Londres a annoncé le 21 septembre qu'un citoyen russe qui s'était rendu au Royaume-Uni sous le nom de Sergueï Fedotov avait été inculpé dans le cadre de la rocambolesque affaire Skripal. Les autorités britanniques l'accusent en effet, aux côtés de deux autres ressortissants russes, Alexandre Petrov et Rouslan Bochirov, d'être responsable de l'empoisonnement présumé de l'ex-agent double Sergueï Skripal en 2018 à Salisbury. Depuis le début de cette affaire aux conséquences diplomatiques majeures, Moscou ne cesse de dénoncer une «provocation» et de pointer du doigt l'absence de preuves de la version défendue par les autorités britanniques.
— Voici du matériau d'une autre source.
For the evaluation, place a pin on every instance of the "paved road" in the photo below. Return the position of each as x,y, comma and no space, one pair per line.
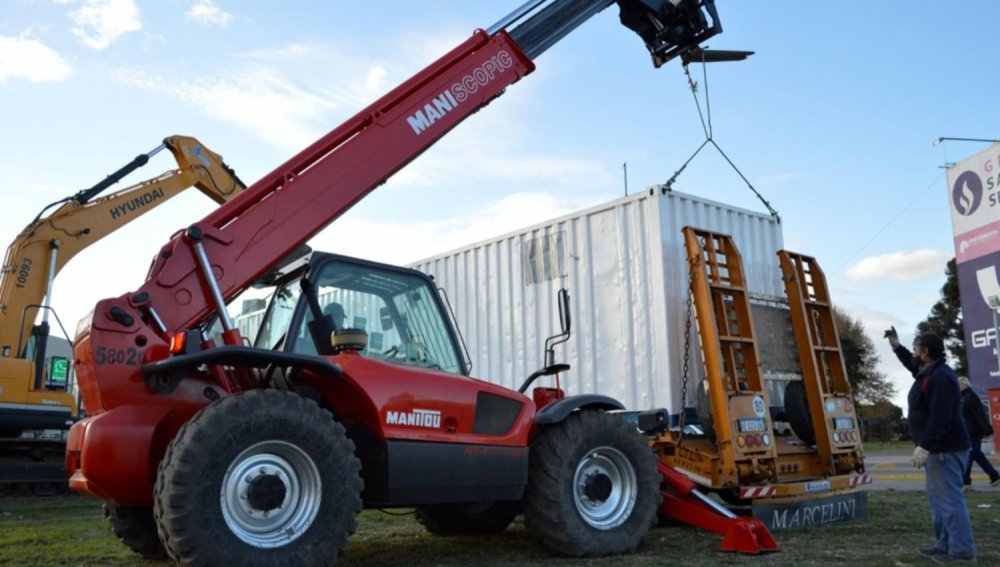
892,470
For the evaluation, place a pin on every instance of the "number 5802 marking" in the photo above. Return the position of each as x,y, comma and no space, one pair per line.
130,357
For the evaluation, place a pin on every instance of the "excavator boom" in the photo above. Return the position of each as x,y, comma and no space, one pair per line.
49,241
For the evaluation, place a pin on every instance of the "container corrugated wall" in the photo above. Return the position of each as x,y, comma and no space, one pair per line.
623,264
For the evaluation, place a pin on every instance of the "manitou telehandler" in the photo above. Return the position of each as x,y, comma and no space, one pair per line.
216,452
31,399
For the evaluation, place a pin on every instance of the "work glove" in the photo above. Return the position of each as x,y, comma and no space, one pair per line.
893,337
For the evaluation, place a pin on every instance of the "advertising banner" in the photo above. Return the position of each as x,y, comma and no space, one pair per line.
974,196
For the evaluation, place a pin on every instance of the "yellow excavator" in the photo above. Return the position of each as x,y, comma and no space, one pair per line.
36,390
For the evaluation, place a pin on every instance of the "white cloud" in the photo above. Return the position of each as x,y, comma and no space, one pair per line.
276,95
206,13
900,266
24,58
100,22
258,99
376,75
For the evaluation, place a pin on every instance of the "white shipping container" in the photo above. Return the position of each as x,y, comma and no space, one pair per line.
624,265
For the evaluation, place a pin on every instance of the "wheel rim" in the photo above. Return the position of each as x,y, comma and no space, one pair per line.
271,494
605,488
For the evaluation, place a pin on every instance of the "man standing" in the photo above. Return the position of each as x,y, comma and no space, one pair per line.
938,429
978,424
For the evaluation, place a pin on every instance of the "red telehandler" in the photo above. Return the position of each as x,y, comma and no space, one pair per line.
355,393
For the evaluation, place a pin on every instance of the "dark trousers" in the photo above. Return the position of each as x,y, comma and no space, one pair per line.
977,456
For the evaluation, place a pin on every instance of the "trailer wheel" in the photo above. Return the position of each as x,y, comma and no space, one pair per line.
593,488
136,528
265,475
477,518
797,409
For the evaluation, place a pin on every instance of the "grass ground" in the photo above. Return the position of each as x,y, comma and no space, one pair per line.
71,531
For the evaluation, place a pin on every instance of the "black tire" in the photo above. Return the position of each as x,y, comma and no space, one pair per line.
263,478
797,410
593,488
703,407
477,518
136,528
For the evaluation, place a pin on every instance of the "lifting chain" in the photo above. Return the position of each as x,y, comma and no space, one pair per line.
687,353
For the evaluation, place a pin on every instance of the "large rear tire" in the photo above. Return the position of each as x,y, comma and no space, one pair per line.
477,518
593,488
262,478
797,410
136,528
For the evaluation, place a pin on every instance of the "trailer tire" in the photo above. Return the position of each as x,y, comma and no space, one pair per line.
797,410
476,518
136,528
263,475
593,487
703,407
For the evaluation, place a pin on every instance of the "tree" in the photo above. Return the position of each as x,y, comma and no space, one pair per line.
870,386
945,320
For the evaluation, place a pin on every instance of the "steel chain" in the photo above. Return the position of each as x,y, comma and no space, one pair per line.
687,353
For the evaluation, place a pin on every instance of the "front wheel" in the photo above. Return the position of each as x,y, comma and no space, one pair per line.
265,475
593,488
136,528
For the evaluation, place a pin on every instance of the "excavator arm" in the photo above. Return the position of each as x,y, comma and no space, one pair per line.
46,244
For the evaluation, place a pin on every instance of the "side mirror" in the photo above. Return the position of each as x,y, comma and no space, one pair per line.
385,318
564,319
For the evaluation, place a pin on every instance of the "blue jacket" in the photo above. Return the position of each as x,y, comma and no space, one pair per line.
935,406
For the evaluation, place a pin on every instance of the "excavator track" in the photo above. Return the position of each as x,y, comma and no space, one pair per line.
33,467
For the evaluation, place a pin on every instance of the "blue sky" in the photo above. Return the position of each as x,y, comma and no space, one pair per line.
832,120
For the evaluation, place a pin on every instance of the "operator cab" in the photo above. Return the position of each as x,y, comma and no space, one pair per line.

Prenant la parole après l'annonce britannique ce 21 septembre devant le Parlement, Priti Patel, secrétaire d'Etat britannique à l'Intérieur, a durci le ton, affirmant que le gouvernement se montrerait «impitoyable» pour mettre la main sur les trois individus suspectés. «Si l'un de ces individus venait à voyager hors de Russie, nous travaillerions avec nos partenaires internationaux et prendrions toutes les mesures possibles pour l'arrêter et l'extrader», a-t-elle poursuivi.
Nouvelle offensive diplomatique de Londres ?
Le timing de ces nouvelles annonces fait s'interroger Moscou, alors qu'une rencontre entre les ministres des Affaires étrangères des deux pays doit avoir lieu prochainement, en marge de l'Assemblée générale de l'ONU. «La tentative de présenter des informations sur l’arrivée et le départ d’une certaine personne du territoire britannique certains jours de mars 2018 comme une "circonstance nouvellement découverte" semble tout à fait ridicule», a ainsi souligné l'ambassade russe au Royaume-Uni le 21 septembre.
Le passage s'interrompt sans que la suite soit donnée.